Le Parlement a donné un arrêt assez sévère contre une thèse en théologie qui devait être disputée en Sorbonne, [12] et qui ne l’a pas été, dans laquelle on voulait faire passer comme un article de foi cette prétendue infaillibilité [13] du pape, contre laquelle M. Talon [14] fit merveilles au Parlement. Un savant homme m’a dit à l’oreille qu’un honnête homme du parti des jansénistes [15] avait fait un livre in‑fo, qu’on a fait imprimer en Allemagne, touchant cette matière et autres en français, qui sera bientôt ici ; [2] c’est-à-dire que, quand on a remis l’épée dans le fourreau, les hommes ne laissent point de faire la guerre avec la plume. Je suis, etc.
De Paris, ce 30e de janvier 1663.
Du Four (édition princeps, 1683), no cix (pages 328‑329) ; Bulderen, no cclxxxv (tome ii, pages 341‑342) ; Reveillé-Parise, no dcvii (tome iii, page 420).
V. notes [16], lettre 239, pour les quatre livres de Daniel Sennert de Febribus [sur les Fièvres], et [31], lettre 334, pour la poudre de vipère.
Le dogme d’infaillibilité pontificale ne fut établi qu’en 1870 (premier concile du Vatican). « L’infaillibilité ne se doit attribuer proprement qu’à Dieu et à ceux à qui il l’a bien voulu communiquer, comme aux prophètes, aux évangélistes, aux apôtres et à son Église ; on a écrit pour et contre l’infaillibilité du pape » (Trévoux). Périodiquement débattu de très longue date, ce dogme était alors en butte au gallicanisme d’une bonne partie de la Sorbonne et du Parlement. De nombreux esprits y étaient en outre échauffés par les deux bulles pontificales contre les jansénistes : Cum occasione, 1653 (v. note [16], lettre 321), et Ad sacram, 1656, immédiatement suivie du Formulaire (v. note [10], lettre 463).
« Me Gabriel Drouet de Villeneuve, bachelier en théologie, Breton de nation, ayant fait imprimer et distribuer des thèses d’une majeure ordinaire, {c} qu’il prétendait soutenir le dix-neuf de ce mois, lesquelles contiennent des propositions trop fortes dans leur expression, touchant l’infaillibilité de notre Saint Père le pape, son pouvoir souverain dans l’Église et sur l’Église, l’inutilité des conciles, et les anciennes libertés de l’Église gallicane, qu’il veut qualifier de privilèges, le procureur général et ses collègues n’ont pu tenir leur zèle. Ils sont entrés dans la Grande Salle et Chambre du Parlement, {d} et en ont fait leurs plaintes et remontrances, sur lesquelles la Cour ayant mûrement délibéré, après avoir examiné les propositions ainsi qu’elles son conçues, a trouvé qu’elles étaient de telle qualité qu’en bonne politique, la dispute n’en devait pas être permise dans cet État.

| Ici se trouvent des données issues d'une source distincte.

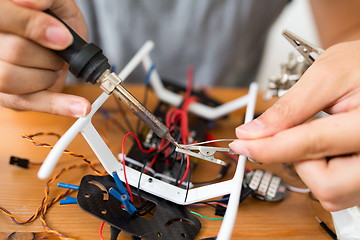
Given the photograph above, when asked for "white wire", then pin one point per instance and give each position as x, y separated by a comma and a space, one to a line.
211, 141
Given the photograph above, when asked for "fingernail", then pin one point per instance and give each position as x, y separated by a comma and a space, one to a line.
240, 149
59, 36
78, 109
253, 126
59, 73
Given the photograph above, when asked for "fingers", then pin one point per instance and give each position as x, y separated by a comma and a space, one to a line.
34, 25
330, 136
349, 102
335, 183
32, 79
49, 102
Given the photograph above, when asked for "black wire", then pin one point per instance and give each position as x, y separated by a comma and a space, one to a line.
206, 203
121, 109
180, 169
144, 103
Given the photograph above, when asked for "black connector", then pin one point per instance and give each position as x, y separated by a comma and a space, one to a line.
21, 162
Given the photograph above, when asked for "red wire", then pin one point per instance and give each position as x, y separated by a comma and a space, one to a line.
123, 157
190, 78
100, 231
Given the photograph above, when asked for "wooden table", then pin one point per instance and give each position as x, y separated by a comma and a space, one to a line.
22, 191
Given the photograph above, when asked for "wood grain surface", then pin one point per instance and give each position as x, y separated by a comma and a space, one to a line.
22, 191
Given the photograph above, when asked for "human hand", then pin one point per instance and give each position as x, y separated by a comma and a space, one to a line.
281, 134
31, 75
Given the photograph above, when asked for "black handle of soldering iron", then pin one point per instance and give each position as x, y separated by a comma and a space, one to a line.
86, 60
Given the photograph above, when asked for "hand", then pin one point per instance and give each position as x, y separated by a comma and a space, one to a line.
281, 134
31, 75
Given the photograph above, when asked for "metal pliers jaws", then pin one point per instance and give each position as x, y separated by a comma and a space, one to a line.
305, 48
204, 152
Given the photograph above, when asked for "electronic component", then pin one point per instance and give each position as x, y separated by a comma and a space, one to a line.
327, 229
169, 220
266, 186
21, 162
87, 62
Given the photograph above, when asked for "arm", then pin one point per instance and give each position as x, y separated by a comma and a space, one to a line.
30, 72
326, 151
336, 21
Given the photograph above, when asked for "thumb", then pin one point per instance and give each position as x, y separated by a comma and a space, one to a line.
49, 102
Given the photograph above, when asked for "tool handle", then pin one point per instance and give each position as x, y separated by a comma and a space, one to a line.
86, 60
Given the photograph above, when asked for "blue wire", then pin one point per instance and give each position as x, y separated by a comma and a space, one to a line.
147, 80
68, 186
210, 218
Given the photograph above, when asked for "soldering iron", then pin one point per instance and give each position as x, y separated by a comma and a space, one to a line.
87, 62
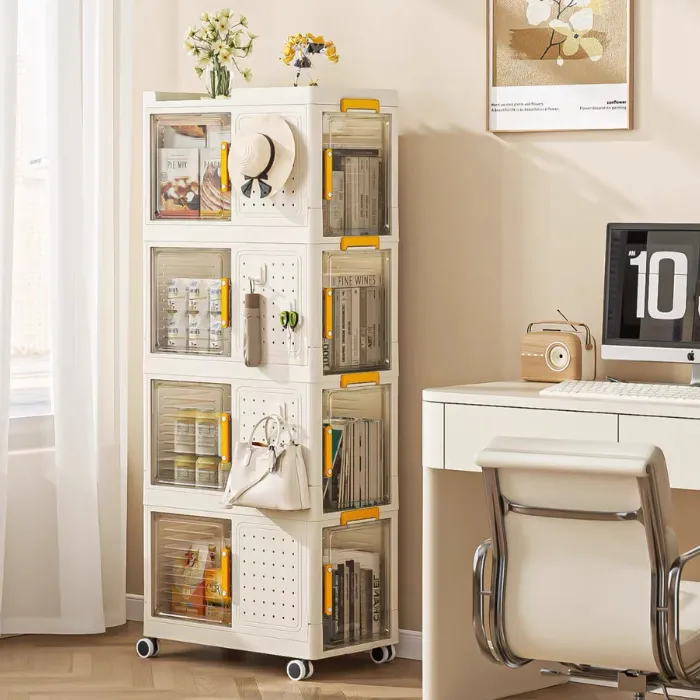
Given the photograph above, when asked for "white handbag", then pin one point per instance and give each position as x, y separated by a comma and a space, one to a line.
271, 475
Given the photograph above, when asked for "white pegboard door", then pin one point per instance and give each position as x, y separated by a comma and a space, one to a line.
255, 402
269, 577
288, 206
277, 277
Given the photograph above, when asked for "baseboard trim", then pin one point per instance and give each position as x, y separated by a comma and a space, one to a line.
409, 647
134, 607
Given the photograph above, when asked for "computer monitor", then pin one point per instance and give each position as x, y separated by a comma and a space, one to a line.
652, 293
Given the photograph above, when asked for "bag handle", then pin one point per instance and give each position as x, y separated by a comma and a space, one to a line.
264, 421
274, 446
281, 427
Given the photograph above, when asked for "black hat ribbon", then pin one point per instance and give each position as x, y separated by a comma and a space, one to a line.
265, 189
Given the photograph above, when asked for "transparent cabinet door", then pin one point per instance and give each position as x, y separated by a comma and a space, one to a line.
189, 166
191, 428
357, 173
356, 447
191, 293
356, 311
191, 568
356, 587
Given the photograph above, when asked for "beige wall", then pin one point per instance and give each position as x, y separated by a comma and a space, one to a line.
495, 231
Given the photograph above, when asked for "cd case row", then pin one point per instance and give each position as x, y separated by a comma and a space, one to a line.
355, 468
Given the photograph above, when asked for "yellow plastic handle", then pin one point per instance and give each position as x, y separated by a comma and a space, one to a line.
225, 303
225, 185
359, 242
225, 437
328, 313
362, 514
327, 589
347, 103
347, 380
328, 173
327, 451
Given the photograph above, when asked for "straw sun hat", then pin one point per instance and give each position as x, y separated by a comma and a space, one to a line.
262, 156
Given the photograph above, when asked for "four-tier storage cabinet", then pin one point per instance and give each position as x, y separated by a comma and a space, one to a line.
323, 249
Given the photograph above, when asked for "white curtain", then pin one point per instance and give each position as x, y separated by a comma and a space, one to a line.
89, 141
8, 90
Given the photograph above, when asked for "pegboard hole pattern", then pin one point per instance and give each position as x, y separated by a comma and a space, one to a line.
270, 563
253, 404
279, 293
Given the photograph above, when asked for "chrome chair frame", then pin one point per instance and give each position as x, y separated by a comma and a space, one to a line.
488, 599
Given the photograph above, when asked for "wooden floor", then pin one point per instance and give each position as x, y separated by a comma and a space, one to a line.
106, 667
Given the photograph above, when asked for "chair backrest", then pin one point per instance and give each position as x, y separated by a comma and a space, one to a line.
582, 546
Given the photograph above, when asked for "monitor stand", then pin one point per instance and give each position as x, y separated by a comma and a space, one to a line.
694, 375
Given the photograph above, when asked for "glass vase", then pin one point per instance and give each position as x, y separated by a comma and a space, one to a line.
217, 80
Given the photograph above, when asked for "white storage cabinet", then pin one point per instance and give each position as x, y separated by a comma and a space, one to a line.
309, 584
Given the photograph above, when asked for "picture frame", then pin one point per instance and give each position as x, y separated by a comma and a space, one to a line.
560, 65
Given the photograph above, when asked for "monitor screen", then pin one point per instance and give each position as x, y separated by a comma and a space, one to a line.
652, 286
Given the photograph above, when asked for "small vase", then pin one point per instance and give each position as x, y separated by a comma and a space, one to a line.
217, 80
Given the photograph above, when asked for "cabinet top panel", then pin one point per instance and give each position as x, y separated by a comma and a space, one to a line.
247, 96
527, 395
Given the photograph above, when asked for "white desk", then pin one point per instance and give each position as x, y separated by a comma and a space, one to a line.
459, 421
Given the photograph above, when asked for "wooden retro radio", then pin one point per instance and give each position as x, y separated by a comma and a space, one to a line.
553, 352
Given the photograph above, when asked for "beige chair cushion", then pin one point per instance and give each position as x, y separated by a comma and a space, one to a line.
579, 591
690, 622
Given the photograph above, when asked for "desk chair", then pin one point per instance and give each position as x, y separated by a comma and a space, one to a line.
582, 567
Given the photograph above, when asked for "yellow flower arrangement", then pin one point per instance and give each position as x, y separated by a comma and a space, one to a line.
299, 48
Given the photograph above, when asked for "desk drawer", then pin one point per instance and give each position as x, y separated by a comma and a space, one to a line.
679, 438
469, 429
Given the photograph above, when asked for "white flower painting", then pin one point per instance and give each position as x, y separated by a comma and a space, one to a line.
560, 65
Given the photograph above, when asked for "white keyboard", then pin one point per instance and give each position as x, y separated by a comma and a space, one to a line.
650, 393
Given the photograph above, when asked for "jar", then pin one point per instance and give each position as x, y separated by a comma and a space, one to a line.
185, 469
207, 472
185, 420
207, 433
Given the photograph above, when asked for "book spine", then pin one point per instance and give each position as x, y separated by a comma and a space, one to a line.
336, 222
346, 604
374, 195
372, 465
345, 327
358, 602
335, 626
355, 334
366, 603
350, 566
376, 600
363, 326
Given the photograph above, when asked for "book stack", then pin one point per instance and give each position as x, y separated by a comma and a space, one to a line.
357, 458
356, 204
359, 310
357, 614
193, 320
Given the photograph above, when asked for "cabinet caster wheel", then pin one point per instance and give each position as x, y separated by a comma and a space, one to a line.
147, 647
382, 655
299, 670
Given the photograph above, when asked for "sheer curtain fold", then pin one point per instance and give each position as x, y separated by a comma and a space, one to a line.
8, 90
89, 214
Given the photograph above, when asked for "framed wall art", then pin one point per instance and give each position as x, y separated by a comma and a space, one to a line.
560, 65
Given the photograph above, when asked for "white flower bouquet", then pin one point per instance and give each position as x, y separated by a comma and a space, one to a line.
218, 45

Elle a pour ce interposé son autorité et donné son arrêt le vingt-deux de ce mois, et nous avons été commis pour venir en ce lieu vous en faire lecture, afin que vous ayez à l’observer inviolablement à l’avenir ; ce qu’elle se promet d’autant plus assurément qu’elle sait que votre Faculté, composée des plus sages et savants hommes du monde, a des sentiments bien contraires à ces opinion étrangères, auxquelles elle a toujours si puissamment et si généreusement résisté. » {e}
- V. note [5], lettre 45, pour cet ouvrage de Pithou qui a été mis à jour par Pierre-Toussaint Durand de Maillane en 1771 (Lyon, Pierre Bruyset Ponthus, in‑4o).
- Sans adhérer au jansénisme, Denis Talon, avocat général du Parlement de Paris (v. note [10], lettre 358), était un défenseur convaincu du gallicanisme et avait plaidé à plusieurs reprises en faveur des adhérents de Port-Royal, depuis 1655.
- « L’un des plus grans actes des bacheliers de théologie de la Faculté de Paris qui sont en licence, dans lequel ils doivent soutenir de la théologie positive, de l’histoire ecclésiastique, ou de la controverse, et qui se commence a huit heures du matin et finit à six heures du soir » (Richelet).
- La Grand’Chambre du Parlement de Paris.
- V. note [3], lettre 830, pour l’autre procès que la Sorbonne, toujours défendue pat Talon, gagna contre la censure de Rome en juillet 1665.